Oracle VM for SPARC (LDoms)

LDoms provide hardware-assisted separation between multiple Solaris instances on the same SPARC server. It is a familiar model of server virtualization, just like VMware, Hyper-V, Xen or VirtualBox. Once the hypervisor (consisting of control/service domains) is set up and resources allocated, most procedures are the same for a guest ldom as they are for a standalone server.

However, to get to that point there are a number of design decisions to make. This section will take you through some common pitfalls and solutions.

See also:

Side note: The name "Oracle VM for SPARC" can be misleading because it is completely different to "Oracle VM for x86", which is built on top of Xen technology. When a customer asks me for help with "Oracle VM", I always have to confirm the platform up front. I find it much easier to use the term "ldoms".
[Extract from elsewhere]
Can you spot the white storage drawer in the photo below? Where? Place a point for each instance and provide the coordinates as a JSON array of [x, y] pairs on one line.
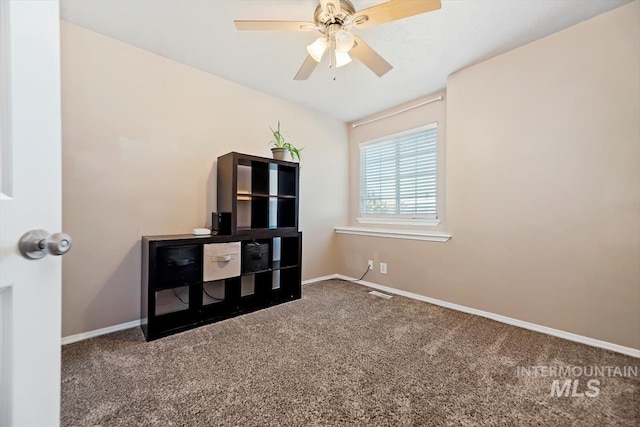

In an ldoms configuration, a service domain is responsible for handling hardware resources such as network and storage on behalf of its guests. The simplest configuration is to use a single primary domain which functions as a service domain for all of the guest domains. 

It is possible to configure SPARC servers with redundant service domains (e.g. primary and secondary).

The headline feature of ldoms is the ability to live migrate a guest instance from one physical server to another, as long as they are configured correctly using shared storage.

If you are converting several previously standalone machines into a smaller number of ldoms, you should at a minimum use link aggregation on 1Gb links to provide some level of load balancing. If you plan on using 10Gb Ethernet, note that the ldoms virtualization layer can introduce a significant performance penalty for 10Gb Ethernet unless configured correctly.

LDoms are most efficient when they are allocated whole CPU cores. On the SPARC T4 and T5 servers, each CPU core has 8 threads. If multiple ldoms share a core:

  • The per-core cache may be thrashed by the different workloads, causing unpredictable performance
  • The automatic single-thread optimization feature on the CPU may work correctly, potentially halving single-thread performance

I would only ever use partial-core allocations on a "play" server where there is a need for more guest ldoms than there are CPU cores.

One use case for limiting the CPU usage is to reduce Oracle license costs through hard partitioning. Note that there are specific instructions for configuring ldoms to comply with Oracle's hard partitioning rules.

Alternatives:

The Oracle documentation on configuring virtual disk devices provides instructions on several ways to configure vdisks for your guest ldoms, but unfortunately doesn't tell you about the severe performance issues you can encounter from following those instructions.

In most new environments I like to use 802.3ad (LACP) link aggregation, also known as bonding and port-channeling.

Side note: The term "trunking" can confuse people because it means two different things. It can mean link aggregation: bundling multiple physical links to create one logical link; or it can mean VLAN tagging: sending multiple separate networks over one link. Therefore I try to avoid the the term "trunking" and instead I just talk about link aggregation or VLAN tagging.